Closed amorehead closed 3 years ago
I should also mention that following up the cmake command listed above with the command "make -j4" generates the errors below:
... Build steps leading up to 39% ... (default at OPT(3)) has the potential to alter the semantics of a program. Please refer to documentation on the STRICT/NOSTRICT option for more information. [ 39%] Linking CXX static library libdmlc.a [ 39%] Built target dmlc make: *** [all] Error 2
Hi @amorehead I am encountering a similar problem in the build process, but I am using a different compiler, namely GCC 7.3. In my case at the beginning I get the same as you with SSE2 test failing because it's a characteristic of Intel x86 architecture.

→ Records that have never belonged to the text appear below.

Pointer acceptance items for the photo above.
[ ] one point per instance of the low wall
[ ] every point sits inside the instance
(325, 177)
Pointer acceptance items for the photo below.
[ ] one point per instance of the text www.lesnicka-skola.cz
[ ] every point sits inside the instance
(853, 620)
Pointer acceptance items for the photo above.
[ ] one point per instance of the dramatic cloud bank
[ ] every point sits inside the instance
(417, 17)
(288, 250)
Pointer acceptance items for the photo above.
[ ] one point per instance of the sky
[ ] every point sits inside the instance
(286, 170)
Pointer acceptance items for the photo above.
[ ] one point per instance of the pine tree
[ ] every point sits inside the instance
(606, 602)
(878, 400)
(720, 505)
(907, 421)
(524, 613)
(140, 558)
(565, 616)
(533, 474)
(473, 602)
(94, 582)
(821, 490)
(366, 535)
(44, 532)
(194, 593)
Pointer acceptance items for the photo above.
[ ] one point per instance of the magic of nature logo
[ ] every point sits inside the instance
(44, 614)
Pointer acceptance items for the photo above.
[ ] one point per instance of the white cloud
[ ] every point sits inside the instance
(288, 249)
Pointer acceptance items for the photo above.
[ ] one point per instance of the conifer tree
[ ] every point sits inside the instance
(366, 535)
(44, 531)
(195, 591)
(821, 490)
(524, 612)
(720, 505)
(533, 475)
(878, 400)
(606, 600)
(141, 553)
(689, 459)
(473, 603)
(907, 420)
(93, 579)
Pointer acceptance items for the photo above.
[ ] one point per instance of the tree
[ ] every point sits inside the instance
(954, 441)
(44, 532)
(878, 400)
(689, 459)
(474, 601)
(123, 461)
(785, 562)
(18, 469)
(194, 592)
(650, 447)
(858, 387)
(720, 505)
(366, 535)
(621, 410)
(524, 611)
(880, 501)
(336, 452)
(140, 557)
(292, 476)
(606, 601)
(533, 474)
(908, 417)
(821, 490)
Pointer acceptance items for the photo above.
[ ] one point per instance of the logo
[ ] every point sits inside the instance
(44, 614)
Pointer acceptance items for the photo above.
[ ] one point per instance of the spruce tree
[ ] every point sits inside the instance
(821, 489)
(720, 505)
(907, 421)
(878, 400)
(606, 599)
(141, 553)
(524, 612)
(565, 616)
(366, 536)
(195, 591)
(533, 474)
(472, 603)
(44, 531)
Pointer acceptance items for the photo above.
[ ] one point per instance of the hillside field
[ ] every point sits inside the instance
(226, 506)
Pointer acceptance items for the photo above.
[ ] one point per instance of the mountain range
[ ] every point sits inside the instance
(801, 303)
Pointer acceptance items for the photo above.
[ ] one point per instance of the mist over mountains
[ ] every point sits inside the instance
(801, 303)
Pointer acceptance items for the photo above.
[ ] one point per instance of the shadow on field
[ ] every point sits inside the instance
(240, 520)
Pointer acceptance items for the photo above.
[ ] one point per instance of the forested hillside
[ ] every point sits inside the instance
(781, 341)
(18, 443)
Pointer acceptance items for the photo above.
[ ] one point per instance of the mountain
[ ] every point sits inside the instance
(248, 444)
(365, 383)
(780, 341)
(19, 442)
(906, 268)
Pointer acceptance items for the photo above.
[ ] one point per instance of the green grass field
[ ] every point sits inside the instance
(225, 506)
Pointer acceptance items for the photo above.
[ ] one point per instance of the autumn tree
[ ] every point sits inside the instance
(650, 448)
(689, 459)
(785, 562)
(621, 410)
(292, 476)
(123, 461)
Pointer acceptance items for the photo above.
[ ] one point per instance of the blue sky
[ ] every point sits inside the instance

In the DGL git repository there is an include folder that contains Intel specific files ans I am wondering if it's even possible to just build the dgl library on PowerPC. Maybe some source code has to be adapted to make it work.. did you find a solution in the meantime?
Hi, @fxd24 . I have not been able to get this to build yet, no. I am hoping someone else who has figured this out before will notice this issue before too long.
You can change the option USE_AVX
to OFF
when build the code, by cmake -DUSE_CUDA=ON -DUSE_AVX=OFF ..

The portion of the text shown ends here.